Nu eiseres voor het overige voldoet aan alle voorwaarden voor het recht op de eenmalige tegemoetkoming ziet de rechtbank voorts aanleiding, ter finale beslechting van het geschil tussen partijen, met toepassing van artikel 8:72, vierde lid, van de Awb, zelf in de zaak te voorzien, het besluit van 27 november 2007 te herroepen en te bepalen dat aan eiseres (alsnog) een eenmalige tegemoetkoming op grond van de Tijdelijke regeling eenmalige tegemoetkoming pensioenverevening wordt toegekend.
Er bestaat geen grond ten slotte voor een proceskostenveroordeling van verweerder.
Gelet op de artikelen 8:70, 8:72 en 8:74 van de Awb wordt als volgt beslist.
1. verklaart het beroep gegrond en vernietigt het besluit van 13 februari 2008;
2. herroept het besluit van 27 november 2007 en bepaalt dat aan eiseres met inachtneming van deze uitspraak een eenmalige tegemoetkoming op grond van de Tijdelijke regeling eenmalige tegemoetkoming pensioenverevening zal worden toegekend;
3. gelast dat aan eiseres het door haar betaalde griffierecht ten bedrage van € 39,- (zegge: negenendertig euro) wordt vergoed door de Sociale Verzekeringsbank.
Aldus gedaan door F.L.G. Geisel, rechter, in tegenwoordigheid van H. Fokke als griffier en in het openbaar uitgesproken op 8 september 2008, zijnde de griffier buiten staat deze uitspraak te ondertekenen.
Voor eensluidend afschrift,
de griffier,
Verzonden: 9 september 2008
Voor een belanghebbende en het bestuursorgaan staat tegen deze uitspraak het rechtsmiddel hoger beroep open bij de Centrale Raad van Beroep, Postbus 16002, 3500 DA Utrecht.

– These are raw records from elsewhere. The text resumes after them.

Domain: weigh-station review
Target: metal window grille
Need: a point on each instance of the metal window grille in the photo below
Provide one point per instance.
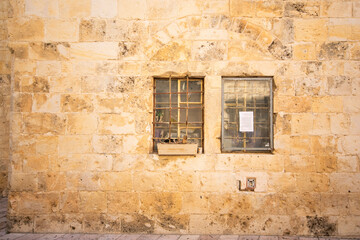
(178, 110)
(251, 96)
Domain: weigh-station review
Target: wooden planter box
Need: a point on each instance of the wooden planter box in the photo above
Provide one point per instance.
(177, 149)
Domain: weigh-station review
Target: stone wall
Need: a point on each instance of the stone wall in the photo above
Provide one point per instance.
(81, 129)
(5, 95)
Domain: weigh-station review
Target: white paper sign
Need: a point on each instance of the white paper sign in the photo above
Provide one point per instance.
(246, 121)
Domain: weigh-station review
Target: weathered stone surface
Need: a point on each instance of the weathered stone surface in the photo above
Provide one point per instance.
(26, 29)
(70, 9)
(92, 30)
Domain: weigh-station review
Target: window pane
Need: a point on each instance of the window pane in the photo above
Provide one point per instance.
(181, 110)
(246, 95)
(162, 86)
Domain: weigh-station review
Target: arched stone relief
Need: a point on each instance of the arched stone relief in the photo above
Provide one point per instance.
(215, 38)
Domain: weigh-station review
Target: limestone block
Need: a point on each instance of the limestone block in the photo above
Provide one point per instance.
(48, 68)
(42, 123)
(243, 8)
(123, 30)
(209, 50)
(321, 124)
(64, 84)
(356, 9)
(302, 123)
(61, 31)
(345, 182)
(218, 181)
(350, 144)
(339, 29)
(272, 8)
(162, 9)
(304, 51)
(182, 181)
(77, 9)
(333, 51)
(20, 50)
(173, 51)
(83, 68)
(106, 68)
(195, 203)
(355, 51)
(284, 182)
(167, 203)
(41, 8)
(310, 30)
(44, 51)
(92, 30)
(71, 223)
(75, 144)
(69, 202)
(336, 9)
(300, 163)
(148, 181)
(23, 182)
(51, 181)
(334, 204)
(302, 9)
(107, 144)
(99, 162)
(327, 104)
(132, 9)
(326, 163)
(76, 103)
(104, 8)
(231, 203)
(347, 163)
(354, 204)
(93, 202)
(94, 50)
(26, 29)
(21, 223)
(121, 85)
(116, 181)
(35, 163)
(34, 203)
(24, 67)
(300, 145)
(94, 84)
(349, 225)
(123, 123)
(81, 123)
(49, 103)
(22, 102)
(86, 181)
(216, 7)
(310, 182)
(109, 103)
(206, 224)
(247, 50)
(354, 125)
(292, 104)
(137, 223)
(304, 204)
(123, 202)
(47, 145)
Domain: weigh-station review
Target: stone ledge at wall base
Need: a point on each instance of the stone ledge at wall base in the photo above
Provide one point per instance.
(187, 149)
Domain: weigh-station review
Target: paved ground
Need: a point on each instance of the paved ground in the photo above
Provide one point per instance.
(31, 236)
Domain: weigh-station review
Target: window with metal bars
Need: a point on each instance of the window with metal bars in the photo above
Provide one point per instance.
(178, 110)
(247, 123)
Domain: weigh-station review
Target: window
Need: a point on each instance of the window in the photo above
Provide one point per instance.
(178, 110)
(247, 114)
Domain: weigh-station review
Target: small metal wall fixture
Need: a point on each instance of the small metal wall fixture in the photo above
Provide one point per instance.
(250, 184)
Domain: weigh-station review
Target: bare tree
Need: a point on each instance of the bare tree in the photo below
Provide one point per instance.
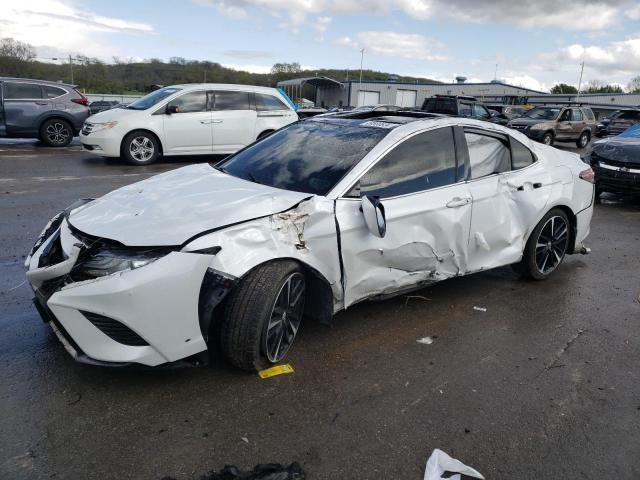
(17, 50)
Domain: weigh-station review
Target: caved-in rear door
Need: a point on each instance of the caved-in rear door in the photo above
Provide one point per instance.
(427, 212)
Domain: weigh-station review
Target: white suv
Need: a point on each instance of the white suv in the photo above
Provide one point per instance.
(190, 119)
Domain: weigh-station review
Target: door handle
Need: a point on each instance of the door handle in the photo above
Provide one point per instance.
(458, 202)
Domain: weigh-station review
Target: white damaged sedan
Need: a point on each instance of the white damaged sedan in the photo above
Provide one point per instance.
(320, 215)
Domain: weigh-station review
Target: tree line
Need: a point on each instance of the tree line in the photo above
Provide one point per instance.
(18, 59)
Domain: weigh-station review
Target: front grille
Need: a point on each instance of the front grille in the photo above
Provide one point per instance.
(52, 254)
(87, 128)
(115, 330)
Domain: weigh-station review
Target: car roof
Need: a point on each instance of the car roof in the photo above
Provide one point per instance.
(35, 80)
(222, 86)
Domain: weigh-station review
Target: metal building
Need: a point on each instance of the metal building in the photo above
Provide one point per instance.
(332, 93)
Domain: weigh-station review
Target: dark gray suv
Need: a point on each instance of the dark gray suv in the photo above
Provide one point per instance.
(52, 112)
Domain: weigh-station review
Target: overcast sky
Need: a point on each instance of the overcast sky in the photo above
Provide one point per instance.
(535, 43)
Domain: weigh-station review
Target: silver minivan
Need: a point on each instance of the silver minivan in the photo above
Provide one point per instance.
(53, 112)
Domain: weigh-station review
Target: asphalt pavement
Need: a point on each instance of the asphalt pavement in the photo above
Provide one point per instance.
(543, 384)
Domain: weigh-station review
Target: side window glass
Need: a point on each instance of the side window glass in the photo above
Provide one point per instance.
(231, 101)
(268, 102)
(53, 92)
(521, 156)
(190, 102)
(465, 110)
(22, 91)
(487, 155)
(424, 161)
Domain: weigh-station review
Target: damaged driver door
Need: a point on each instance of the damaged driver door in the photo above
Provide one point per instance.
(424, 213)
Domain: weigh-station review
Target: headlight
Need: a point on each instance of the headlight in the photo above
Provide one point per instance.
(107, 262)
(103, 126)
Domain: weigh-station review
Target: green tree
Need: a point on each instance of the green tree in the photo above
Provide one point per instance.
(17, 50)
(563, 88)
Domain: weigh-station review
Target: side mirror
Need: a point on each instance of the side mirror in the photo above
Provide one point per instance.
(374, 216)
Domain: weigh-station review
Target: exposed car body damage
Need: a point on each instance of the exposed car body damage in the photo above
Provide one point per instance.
(141, 274)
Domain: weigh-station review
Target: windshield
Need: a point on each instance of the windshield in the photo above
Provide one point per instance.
(309, 157)
(150, 100)
(543, 113)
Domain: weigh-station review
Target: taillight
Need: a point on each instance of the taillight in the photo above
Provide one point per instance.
(588, 175)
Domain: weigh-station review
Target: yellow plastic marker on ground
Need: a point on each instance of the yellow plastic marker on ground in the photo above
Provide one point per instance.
(277, 370)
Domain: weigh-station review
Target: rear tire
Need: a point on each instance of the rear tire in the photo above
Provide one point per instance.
(56, 132)
(262, 316)
(547, 246)
(583, 141)
(140, 148)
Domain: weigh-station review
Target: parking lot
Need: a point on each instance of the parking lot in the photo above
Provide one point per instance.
(540, 381)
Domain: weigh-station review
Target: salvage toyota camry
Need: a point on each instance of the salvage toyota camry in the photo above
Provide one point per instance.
(320, 215)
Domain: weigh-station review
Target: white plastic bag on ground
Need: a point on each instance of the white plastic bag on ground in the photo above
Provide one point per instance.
(439, 462)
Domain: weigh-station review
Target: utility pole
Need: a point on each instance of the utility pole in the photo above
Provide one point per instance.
(580, 82)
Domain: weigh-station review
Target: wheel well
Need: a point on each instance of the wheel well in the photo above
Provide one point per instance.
(56, 117)
(141, 130)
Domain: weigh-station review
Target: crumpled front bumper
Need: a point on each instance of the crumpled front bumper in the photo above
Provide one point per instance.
(156, 305)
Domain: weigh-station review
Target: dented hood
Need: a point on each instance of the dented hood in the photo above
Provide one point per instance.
(170, 208)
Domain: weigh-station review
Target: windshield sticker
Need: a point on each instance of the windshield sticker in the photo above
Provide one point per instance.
(373, 123)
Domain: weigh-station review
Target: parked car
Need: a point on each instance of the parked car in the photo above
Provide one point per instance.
(102, 105)
(192, 119)
(456, 105)
(308, 221)
(557, 123)
(619, 122)
(52, 112)
(616, 163)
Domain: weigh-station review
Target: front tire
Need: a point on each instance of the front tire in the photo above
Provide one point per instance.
(140, 148)
(583, 141)
(262, 316)
(547, 246)
(56, 133)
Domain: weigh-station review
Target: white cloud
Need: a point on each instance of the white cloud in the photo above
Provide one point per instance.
(249, 68)
(633, 13)
(394, 44)
(615, 58)
(566, 15)
(59, 26)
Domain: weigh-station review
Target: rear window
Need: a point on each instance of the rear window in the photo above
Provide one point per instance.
(441, 105)
(22, 91)
(53, 92)
(310, 156)
(269, 102)
(231, 101)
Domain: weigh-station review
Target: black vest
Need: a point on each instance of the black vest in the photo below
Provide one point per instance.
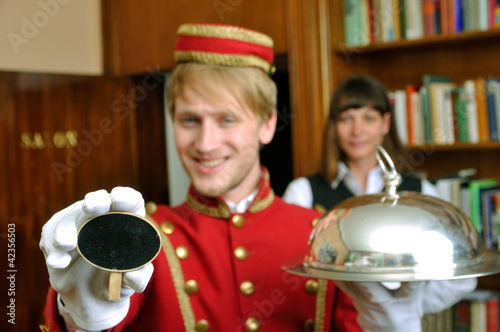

De termijn voor het instellen van het hoger beroep bedraagt zes weken na de datum van verzending van deze uitspraak.
Bij een spoedeisend belang kunnen een belanghebbende en het bestuursorgaan, nadat hoger beroep is ingesteld, ook de voorzieningenrechter van de Centrale Raad van Beroep verzoeken een voorlopige voorziening te treffen.